At the time of writing this article I have had MS for just over five months now, five months, such a long yet short period of time. I have spent these months learning about the disease as well as the people who live with the disease and I have learned a lot about both. One thing in particular that I have learned about people living with MS is that a lot of people seem to have a hard time accepting the disease, some are even embarrassed that they are stuck with it.
Now please keep in mind, this is only my opinion, I mean no offense to anyone out there and I certainly don’t mean to belittle anyones feelings in any way shape or form, I simply am voicing my opinion in hopes that it will change the way someone may think about living with MS, that is all.
After I slowly realized that most people take years to come to terms with their disease I looked back over my own short experience with MS and realized that I seemed to have accepted the diseases almost immediately… Sure I had my ups and downs, but for the most part I was never in a state of denial, and I never tried to hide the fact that I had MS. I immediately decided (once I was able) that I was going to share my MS experience with the world in hopes that I would help other’s who were suffering with similar issues.
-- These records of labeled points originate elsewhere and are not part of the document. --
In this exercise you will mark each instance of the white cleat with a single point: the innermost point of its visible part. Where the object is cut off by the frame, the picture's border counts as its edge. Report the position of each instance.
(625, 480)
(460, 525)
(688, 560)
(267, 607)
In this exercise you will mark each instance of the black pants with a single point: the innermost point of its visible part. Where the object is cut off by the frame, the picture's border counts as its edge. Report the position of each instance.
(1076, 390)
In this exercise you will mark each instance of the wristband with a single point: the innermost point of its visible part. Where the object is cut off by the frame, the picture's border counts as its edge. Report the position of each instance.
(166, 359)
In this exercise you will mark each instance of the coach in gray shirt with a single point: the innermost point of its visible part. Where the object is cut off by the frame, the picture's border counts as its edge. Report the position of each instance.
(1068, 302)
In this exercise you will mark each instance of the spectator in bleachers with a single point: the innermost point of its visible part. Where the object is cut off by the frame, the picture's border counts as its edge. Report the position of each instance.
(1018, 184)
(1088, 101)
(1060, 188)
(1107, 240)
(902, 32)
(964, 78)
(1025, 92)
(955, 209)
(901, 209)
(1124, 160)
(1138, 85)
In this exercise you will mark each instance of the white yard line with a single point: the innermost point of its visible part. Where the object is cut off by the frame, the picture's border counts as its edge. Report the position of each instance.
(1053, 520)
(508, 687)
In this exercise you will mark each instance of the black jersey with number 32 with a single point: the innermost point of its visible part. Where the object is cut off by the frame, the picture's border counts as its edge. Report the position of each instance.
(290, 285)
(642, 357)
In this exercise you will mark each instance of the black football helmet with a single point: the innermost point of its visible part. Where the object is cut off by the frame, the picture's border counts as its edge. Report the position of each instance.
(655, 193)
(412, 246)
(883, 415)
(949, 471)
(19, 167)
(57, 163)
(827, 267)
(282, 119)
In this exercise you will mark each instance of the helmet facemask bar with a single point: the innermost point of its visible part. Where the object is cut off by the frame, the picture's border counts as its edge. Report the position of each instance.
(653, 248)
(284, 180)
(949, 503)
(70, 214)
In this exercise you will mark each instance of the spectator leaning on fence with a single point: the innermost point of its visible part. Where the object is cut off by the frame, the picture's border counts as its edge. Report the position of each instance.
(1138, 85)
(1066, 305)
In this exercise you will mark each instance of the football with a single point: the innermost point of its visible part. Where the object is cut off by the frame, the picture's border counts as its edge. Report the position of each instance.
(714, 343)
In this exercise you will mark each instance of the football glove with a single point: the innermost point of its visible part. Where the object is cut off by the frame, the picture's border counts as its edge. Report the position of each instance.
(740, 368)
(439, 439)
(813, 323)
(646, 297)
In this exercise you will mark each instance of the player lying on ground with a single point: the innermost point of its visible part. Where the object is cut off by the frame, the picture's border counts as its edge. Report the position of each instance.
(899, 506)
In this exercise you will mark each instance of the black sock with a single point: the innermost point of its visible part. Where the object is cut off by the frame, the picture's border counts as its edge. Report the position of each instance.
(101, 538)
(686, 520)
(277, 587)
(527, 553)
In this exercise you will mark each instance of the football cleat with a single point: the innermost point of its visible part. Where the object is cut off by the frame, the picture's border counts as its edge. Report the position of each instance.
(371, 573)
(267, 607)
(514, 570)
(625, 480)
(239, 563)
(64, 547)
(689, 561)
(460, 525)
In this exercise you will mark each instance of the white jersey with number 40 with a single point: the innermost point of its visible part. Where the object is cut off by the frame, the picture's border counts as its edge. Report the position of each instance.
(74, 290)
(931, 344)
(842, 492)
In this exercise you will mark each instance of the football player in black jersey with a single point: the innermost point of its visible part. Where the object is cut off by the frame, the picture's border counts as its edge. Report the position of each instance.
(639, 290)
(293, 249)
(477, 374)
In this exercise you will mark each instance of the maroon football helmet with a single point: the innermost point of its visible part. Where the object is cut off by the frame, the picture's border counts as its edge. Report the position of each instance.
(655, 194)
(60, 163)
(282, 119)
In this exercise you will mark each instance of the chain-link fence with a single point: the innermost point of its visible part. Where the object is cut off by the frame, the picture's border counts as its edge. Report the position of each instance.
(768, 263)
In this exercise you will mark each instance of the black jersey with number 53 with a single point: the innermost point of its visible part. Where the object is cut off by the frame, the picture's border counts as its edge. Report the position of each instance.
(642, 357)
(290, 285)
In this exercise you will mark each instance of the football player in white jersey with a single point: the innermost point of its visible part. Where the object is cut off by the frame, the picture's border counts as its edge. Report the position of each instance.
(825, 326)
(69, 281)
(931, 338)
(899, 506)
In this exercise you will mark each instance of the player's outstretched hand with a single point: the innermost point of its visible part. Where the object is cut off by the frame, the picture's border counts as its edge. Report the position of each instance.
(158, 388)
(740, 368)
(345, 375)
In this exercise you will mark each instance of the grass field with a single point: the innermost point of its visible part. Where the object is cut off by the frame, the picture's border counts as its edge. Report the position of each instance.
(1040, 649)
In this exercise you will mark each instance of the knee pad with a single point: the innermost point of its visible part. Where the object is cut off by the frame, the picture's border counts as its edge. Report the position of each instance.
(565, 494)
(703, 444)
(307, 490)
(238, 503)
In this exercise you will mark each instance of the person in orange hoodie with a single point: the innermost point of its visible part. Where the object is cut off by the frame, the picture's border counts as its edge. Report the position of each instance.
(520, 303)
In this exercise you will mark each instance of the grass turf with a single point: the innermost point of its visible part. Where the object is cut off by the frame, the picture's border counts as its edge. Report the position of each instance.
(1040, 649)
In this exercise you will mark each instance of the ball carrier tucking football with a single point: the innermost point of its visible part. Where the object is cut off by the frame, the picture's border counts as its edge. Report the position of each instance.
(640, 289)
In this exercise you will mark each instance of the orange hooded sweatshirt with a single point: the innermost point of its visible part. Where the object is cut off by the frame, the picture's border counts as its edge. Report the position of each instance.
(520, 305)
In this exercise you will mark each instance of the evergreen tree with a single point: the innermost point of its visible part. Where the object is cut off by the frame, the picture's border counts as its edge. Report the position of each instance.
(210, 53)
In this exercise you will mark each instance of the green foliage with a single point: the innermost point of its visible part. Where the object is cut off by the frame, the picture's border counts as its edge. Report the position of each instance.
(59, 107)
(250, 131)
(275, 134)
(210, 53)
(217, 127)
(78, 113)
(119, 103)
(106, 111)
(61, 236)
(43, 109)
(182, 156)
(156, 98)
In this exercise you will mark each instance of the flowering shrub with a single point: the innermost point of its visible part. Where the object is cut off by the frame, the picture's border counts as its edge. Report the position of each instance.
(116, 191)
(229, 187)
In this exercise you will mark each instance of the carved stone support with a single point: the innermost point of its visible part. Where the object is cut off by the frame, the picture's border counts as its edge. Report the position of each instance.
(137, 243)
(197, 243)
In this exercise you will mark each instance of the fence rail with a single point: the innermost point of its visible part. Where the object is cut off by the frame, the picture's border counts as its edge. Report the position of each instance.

At the same time, I want to be clear, I didn’t go around announcing that I had MS, I wasn’t looking for any pity or anything like that, but if someone asked “Hey why are you walking funny” I had no problem replying “Well, I was just diagnosed with Multiple Sclerosis, an autoimmune disease that attacks the central nervous system”.
Now MS effects everyone differently and that also applies to one’s emotions. Considering most people are uncomfortable with accepting or sharing their disease with others I can only assume that that is a normal emotion to be felt but it is one that I honestly don’t understand. You see, the way I have always looked at it is it’s an illness. We did not choose to have MS, we didn’t do anything wrong to get MS, MS just happened. To me getting MS was no different then getting the flu, we don’t choose to get the flu, it just happens and usually we have no problem telling people “Sorry, I can’t come over today, I have the flu”. Nothing embarrassing about it right?
So why should we feel embarrassed about having MS? If anything, we should feel empowered because now we have to deal with the everyday troubles and pressures of life along with a life changing disease on top of that. So if we can continue our life and keep up with everyone else it’s like running a marathon with 100 pounds of weights on our shoulders and still keeping up with all the other runners. Realisticly speaking, we may have trouble walking, seeing, and doing other simple tasks, but really in the end, we are stronger then the average person because we are still keeping up!
I’m not saying I am proud to have MS I am simply saying I am proud to still be living my life with MS. MS may slow me down but it will never stop me. I live my life in hopes that when I tell someone for the first time that I have MS they will think “Damn, this guy has MS and he still has lived such a fulfilling, accomplished, life, impressive!” MS has motivated me to do more with my life, to be more, and to see more, so for me personally, I have nothing to hide, I only have things to share.